Additional information
- Time zone: National Standard Time (UTC+8);

= Gaodeng Island =

Islet west of Taiwan

Gaodeng Island (Kaoteng, Kao-teng Tao) (高登島 (Kao1-têng1 Tao3); Foochow Romanized: Gŏ̤-dĕng-dō̤, also Pei-sha Tao (北沙島), 下目嶼, 下木嶼) is an island in the East China Sea, part of Beigan Township, Lienchiang County (the Matsu Islands), Fujian Province, Republic of China (Taiwan). The island is closed to the public. Gaodeng is located 9.25 km away from the Beijiao Peninsula (北茭半岛) in Lianjiang County, Fuzhou, Fujian, China (PRC).

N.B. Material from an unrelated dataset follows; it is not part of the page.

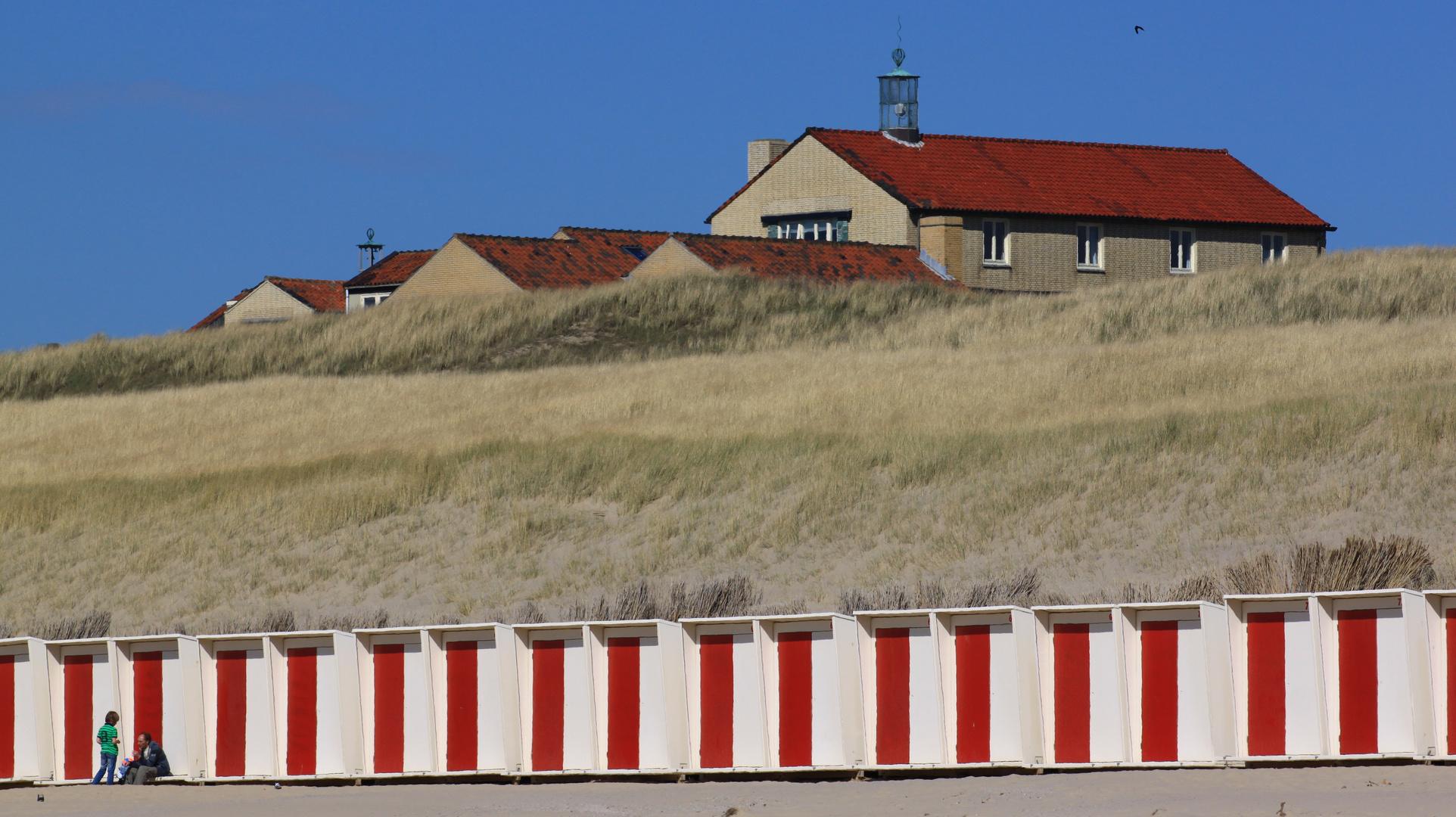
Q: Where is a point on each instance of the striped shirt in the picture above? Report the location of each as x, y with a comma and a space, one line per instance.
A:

The island can be seen from the nearby Beigan Island and Daqiu Island.

==History==
In 1368, fisherman residents of the nearby Huangqi Peninsula (黃岐半島) moved to and lived on the island.

On February 13, 1951, under cover of fog, eight Chinese Communist motorized junks and more than twenty wooden ships surrounded and attacked the island. After two hours of fighting, the Chinese Communist forces were repelled.

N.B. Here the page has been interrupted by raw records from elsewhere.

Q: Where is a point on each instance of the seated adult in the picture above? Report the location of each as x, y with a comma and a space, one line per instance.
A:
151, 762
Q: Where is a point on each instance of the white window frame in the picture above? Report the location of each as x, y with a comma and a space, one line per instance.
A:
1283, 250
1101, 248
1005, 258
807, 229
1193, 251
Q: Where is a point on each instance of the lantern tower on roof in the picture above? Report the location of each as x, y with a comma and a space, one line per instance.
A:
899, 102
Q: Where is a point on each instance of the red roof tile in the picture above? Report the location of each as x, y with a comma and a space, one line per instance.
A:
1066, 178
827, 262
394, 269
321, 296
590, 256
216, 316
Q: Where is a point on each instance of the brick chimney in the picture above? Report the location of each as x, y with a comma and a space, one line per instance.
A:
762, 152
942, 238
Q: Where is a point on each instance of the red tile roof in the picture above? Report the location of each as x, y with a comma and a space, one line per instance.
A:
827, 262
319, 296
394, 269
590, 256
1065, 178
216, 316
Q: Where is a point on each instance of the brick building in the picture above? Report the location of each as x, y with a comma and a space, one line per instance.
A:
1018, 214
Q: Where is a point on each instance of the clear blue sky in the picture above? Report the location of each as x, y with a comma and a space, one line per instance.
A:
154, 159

In the early morning of November 20, 1954, ROC soldier Wang Hsi-Tien (汪喜田) was severely injured while capturing a frogman soldier from mainland China who had landed on the island. Communist soldiers who swim to the islands from the mainland are referred to among the soldiers as 'water goblins' (水鬼).

On March 4, 1955, during the First Taiwan Strait Crisis, an assault on Kaoteng Island (Gaodeng) by forty Communist motorized junks was driven off.

On the three days of October 7, 11 and 14, 1955, a total of 49 rounds were fired at Kaoteng (Gaodeng) in Chinese Communist shelling of the island. On October 29, 12 rounds were fired at Gaodeng Island from Fenjishan (糞箕山) on the Beijiao Peninsula. On December 28, Nationalist and Communist forces clashed for an hour in the waters near Gaodeng Island. There were reports of shelling directed at Kaoteng (Gaodeng) later in the year. On February 3, 1956, Gaodeng Island was shelled over 600 times. On February 9, the island was shelled 154 times. On March 19, the island was shelled 119 times and Nationalist forces returned fire, firing thirteen shells. On April 24, the island was shelled 246 times. On May 17, the island was shelled 136 times.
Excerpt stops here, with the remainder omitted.